Masalah kedua adalah penggunaan pinjaman yang tidak produktif. Banyak peminjam terpaksa menggunakan dana pinjaman untuk membayar biaya medis, biaya sekolah, atau kebutuhan sehari-hari, bahkan untuk melunasi utang lain. Di Bangladesh, Otoritas Regulasi Kredit Mikro menetapkan batas bunga maksimal 24 persen, yang menjadi beban berat bagi usaha kecil. Dengan bunga setinggi itu, usaha mikro harus menghasilkan keuntungan cukup hanya untuk membayar bunga, belum lagi pokok pinjaman. Akibatnya, banyak peminjam yang justru semakin terjerat utang, seperti yang terlihat di Kamboja di mana rumah tangga pedesaan semakin bergantung pada utang baru untuk membayar utang lama.

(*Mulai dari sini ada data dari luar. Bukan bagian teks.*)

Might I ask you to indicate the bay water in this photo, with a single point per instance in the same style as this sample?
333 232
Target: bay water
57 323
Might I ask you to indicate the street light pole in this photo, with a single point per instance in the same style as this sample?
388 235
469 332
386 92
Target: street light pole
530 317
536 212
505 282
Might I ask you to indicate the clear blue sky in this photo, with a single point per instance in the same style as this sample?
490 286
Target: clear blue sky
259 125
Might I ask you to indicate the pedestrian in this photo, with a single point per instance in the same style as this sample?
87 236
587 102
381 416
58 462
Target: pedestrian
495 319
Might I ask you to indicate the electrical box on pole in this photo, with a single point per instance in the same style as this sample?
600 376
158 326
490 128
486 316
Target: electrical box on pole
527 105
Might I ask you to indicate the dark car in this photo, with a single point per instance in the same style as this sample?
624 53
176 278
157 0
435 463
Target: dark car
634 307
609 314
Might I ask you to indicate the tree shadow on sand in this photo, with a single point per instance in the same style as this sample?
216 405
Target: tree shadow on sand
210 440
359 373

Fenomena lain yang mengkhawatirkan adalah penggunaan tanah sebagai jaminan, seperti yang terjadi di Pakistan. Di provinsi Sindh, petani kecil dengan lahan sempit justru kesulitan mendapatkan kredit karena tidak memiliki cukup agunan, sementara petani besar lebih diuntungkan. Ini menciptakan paradoks: mikrofinansial yang awalnya ditujukan untuk membantu mereka yang tidak punya agunan, kini malah menjadikan aset produktif kaum miskin sebagai jaminan utang. Jika gagal bayar, mereka kehilangan sumber penghidupan utama.
Bagi Indonesia, pelajaran ini sangat relevan. Program kredit usaha rakyat (KUR) yang digalakkan pemerintah juga menghadapi tantangan serupa. Banyak pelaku UMKM yang memanfaatkan KUR untuk kebutuhan konsumtif, bukan investasi produktif. Selain itu, tingginya bunga dan kurangnya pendampingan usaha membuat efektivitas program ini dipertanyakan. Pemerintah perlu mengevaluasi kembali desain program agar tidak hanya menyalurkan kredit, tetapi juga membangun ekosistem yang mendukung, seperti akses pasar, pelatihan, dan infrastruktur digital.
Pertanyaan mendasar yang harus dijawab adalah: apakah kita selama ini memecahkan masalah yang salah? Alih-alih hanya memberikan modal, pendekatan yang lebih holistik—menggabungkan kredit dengan pendidikan, pelatihan, dan infrastruktur—mungkin menjadi kunci. Namun, tanpa perubahan paradigma, mikrofinansial akan terus menjadi alat yang gagal memenuhi janjinya, meninggalkan jutaan orang dalam lingkaran kemiskinan yang sama.